Cette concentration progressive de la capacité de production aux mains d’une minorité de grandes entreprises agricoles s’explique par une série de choix politiques qui soutiennent une libéralisation accrue de l’économie agraire et le recours croissant au financement par endettement. La compétitivité qu’impose le libre marché ainsi que les exigences de ce marché dont dépendent les agriculteurs pour financer leur activité et écouler leurs produits, nourri une course à l’agrandissement d’échelle des unités agricoles qui est assumée par endettement. Cette mise en compétition est d’autant plus contraignante que les fluctuations des prix des matières premières sur les marchés mondiaux sont de moins en moins maîtrisées et que les politiques de subventionnement de l’agriculture se disloquent progressivement. Dans ce contexte et dans celui d’une mainmise croissante des « emprires » de l’agro-alimentaire sur tous les segments de la chaîne de production (des intrants à la distribution), les termes de l’échange se dégradent rapidemment. Les exploitations se voient donc dépendantes de systèmes de dopage par subventionnement (e.g les aides directes de la PAC).
La fuite en avant vers l’agrandissement des exploitations engendre une pression sur l’accès à la terre. Elle induit en effet une raréfaction de l’offre de terrains agricoles qui favorise la croissance de leurs prix. A cela, s’ajoutent divers mécansimes spéculatifs qui se développent à la faveur des crises bancaires et financières récentes qui ont fait de la terre une valeur refuge. La croissance des prix de la terre est aussi le fait de la concurrence avec d’autres usages : la construction, les cultures non-nourricières (e.g agro-carburants), l’accaparement de terres pour des projets d’agri-business. Il en résulte une déconnexion entre le prix de la terre et sa valeur d’usage. En Belgique, le prix moyen d’un hectare de terre agricole a triplé en 10 ans et il n’est pas rare qu’il atteigne 60 000 euros/hectare dans certaines régions.
Dans ces conditions, la relève semble impossible : en Walonnie, pour cent agriculteurs qui arrêtent, seul 36 se lancent dans la profession.
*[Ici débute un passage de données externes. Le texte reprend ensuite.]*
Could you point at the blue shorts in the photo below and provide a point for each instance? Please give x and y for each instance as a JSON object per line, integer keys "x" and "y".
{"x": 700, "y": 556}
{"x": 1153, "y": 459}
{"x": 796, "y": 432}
A ce rythme, il n’y aura mathématiquement plus d’agriculteurs en Wallonie en 2035 ! Cette situation voit l’émergence d’une économie agraire à deux vitesses difficilement compatibles : D’un côté le modèle ultra-productiviste des fermes usines sur-endettées tenues par les lobbys de l’agro-alimentaire. Et de l’autre, des fermes familiales inscrites dans une logique d’économie relocalisée. L’accès à la terre est en effet un élément central de blocage, a fortiori, pour le développement d’une agriculture à taille humaine, nourricière, durable et locale en Europe et en Belgique.
Il apparaît donc évident que de 1996 à 2016, l’appel “pas de paysans sans terre, pas de terre sans paysans” ici et ailleurs, reste des plus actuels. Ce pourquoi en ce 17 avril, diverses activités auront lieu partout en Belgique pour porter ensemble cette lutte paysanne et ces dénonciations politiques.